CISA encourages all software developers to take security seriously by adopting Secure by Design principles. It’s particularly concerned with people developing software used in support of critical infrastructure and NCFs.
“Software manufacturers should build products in a manner that systematically prevents the introduction of memory safety vulnerabilities, such as by using a memory safe language or hardware capabilities that prevent memory safety vulnerabilities,” it writes.
The agency has set a deadline of January 1, 2026, for organizations to create and publish roadmaps that show how they’re going to “eliminate memory safety vulnerabilities in priority code components, e.g., network-facing code or code that handles sensitive functions like cryptographic operations.” The deadline doesn’t apply to products that have an end-of-support date before January 1, 2030.
While C/C++ is by no means widely used in the IBM i community, there is a consistent set of developers who use it. Nine percent of IBM i shops surveyed by Fortra for its 2024 IBM i Marketplace Survey say they use C++, compared to 11 percent in 2023 and 8 percent in 2022. For comparison’s sake, the inaugural 2016 Marketplace report had 15.6 percent of users saying they used C++.
It’s unclear if the memory safety issues of C and C++ impact IBM i like they do other platforms. IBM i and the system innards (SLIC) do not allow programmers to manipulate memory the way other platforms do. Memory and storage, of course, are treated as a single unit (single level storage), and allocations are handled automatically by the system, not the programmer. There are also protections in place to prevent unauthorized code from running.
One of the midrange adherents to C is Chris Hird, the owner of Shield Advanced Solutions, the developer of high availability, message monitoring, and other utilities for the IBM i server. Hird has been developing C/C++ on the IBM midrange server for more than 30 years, and he doesn’t plan to stop anytime soon.
One of the problems with the call to end C/C++ development is that, in many instances, there are no alternatives, Hird says. For instance, many operating systems, including the IBM i operating system and relational database, sport large amounts of C code. “That may be why it’s so good and fast (and safe?)” he asks.
However, Hird acknowledges that the power of C/C++ can be a double-edged sword. The capability to use pointers for memory management gives developers incredible power, but used incorrectly, they can also lead to unintended consequences, he says. The solution to that is to pay close attention and test thoroughly, he says.
“C is not an unsafe language. The programmers make it unsafe by coding badly ( mostly unintentionally,” he tells IT Jungle. “Coding is an art. We can all write unsafe code in any language but the hope is that testing and coding practices reduce that to a minimum.”
Hird doesn’t intend to stop developing Shield’s products in C, which he says is “the best tool for the job.” “We have looked at alternative languages and tested them against a C based solution,” he says. “But we have not found an alternative so far which provides the same performance and capabilities as C.”
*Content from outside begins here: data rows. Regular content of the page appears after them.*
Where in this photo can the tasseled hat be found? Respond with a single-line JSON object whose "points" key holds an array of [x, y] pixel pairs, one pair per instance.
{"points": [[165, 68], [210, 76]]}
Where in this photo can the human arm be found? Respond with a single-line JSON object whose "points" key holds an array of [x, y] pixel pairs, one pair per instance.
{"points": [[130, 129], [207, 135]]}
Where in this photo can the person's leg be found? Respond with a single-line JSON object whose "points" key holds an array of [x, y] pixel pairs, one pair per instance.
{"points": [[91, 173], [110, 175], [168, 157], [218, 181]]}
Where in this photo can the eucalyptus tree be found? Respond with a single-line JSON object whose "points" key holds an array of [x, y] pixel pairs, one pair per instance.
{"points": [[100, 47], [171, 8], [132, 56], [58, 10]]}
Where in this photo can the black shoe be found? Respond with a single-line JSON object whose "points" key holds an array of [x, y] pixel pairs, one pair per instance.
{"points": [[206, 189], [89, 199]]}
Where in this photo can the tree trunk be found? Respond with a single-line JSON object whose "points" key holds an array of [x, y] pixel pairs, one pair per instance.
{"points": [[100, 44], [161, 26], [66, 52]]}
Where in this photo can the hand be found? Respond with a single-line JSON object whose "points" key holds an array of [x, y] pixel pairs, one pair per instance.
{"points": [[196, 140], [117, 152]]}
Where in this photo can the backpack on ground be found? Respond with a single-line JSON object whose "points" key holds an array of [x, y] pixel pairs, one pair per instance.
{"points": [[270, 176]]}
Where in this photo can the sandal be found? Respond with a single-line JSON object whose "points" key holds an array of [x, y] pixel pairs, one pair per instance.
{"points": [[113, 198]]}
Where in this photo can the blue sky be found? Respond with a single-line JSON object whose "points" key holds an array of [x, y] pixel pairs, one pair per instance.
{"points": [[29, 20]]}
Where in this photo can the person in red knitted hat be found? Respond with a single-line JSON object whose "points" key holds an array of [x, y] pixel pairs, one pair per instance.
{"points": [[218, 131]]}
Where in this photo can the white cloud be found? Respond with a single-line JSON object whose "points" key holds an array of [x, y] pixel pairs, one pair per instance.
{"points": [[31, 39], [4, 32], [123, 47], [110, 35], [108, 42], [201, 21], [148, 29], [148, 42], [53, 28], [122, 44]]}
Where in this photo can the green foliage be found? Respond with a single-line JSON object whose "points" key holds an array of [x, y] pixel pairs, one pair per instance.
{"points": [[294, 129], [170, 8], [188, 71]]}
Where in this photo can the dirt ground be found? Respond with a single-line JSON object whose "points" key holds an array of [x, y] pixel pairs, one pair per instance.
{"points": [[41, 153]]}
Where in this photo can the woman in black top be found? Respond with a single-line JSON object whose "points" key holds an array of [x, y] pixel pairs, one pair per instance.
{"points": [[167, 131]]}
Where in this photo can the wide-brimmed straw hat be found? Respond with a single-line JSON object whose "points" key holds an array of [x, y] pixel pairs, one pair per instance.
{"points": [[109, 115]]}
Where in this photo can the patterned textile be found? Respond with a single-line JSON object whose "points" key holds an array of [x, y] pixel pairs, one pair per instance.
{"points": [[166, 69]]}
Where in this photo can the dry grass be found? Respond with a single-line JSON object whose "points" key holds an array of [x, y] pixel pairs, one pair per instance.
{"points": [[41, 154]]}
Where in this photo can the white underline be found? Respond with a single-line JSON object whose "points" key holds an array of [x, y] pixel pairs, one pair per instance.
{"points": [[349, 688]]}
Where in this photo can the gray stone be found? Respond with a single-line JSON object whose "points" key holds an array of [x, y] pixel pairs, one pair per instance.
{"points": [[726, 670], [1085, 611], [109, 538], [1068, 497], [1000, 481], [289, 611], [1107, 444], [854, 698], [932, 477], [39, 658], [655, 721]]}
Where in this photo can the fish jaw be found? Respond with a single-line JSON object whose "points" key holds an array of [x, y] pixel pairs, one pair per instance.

The Feds warning will undoubtedly put a damper on C and C++ development, at least for user-facing applications. While the Microsoft languages are heralded by programmers for their unparalleled low-level access, it is exactly that capability to manipulate data access at a very low level that can create problems, when done poorly.
As far as the migration of the world’s existing C and C++ code into C#, Go, Java, Python, Rust, or Swift, it doesn’t seem likely that it will be done anytime soon. Organizations have been trying for decades to get out from under aging RPG and COBOL applications running on the IBM midrange and mainframe servers, and quite little progress has been made.
Perhaps this new call to modernize C and C++ apps will create a new appreciation and new tools and techniques that will also benefit the IBM i and System Z shops that are stuck with aged, undocumented, and unsupported code.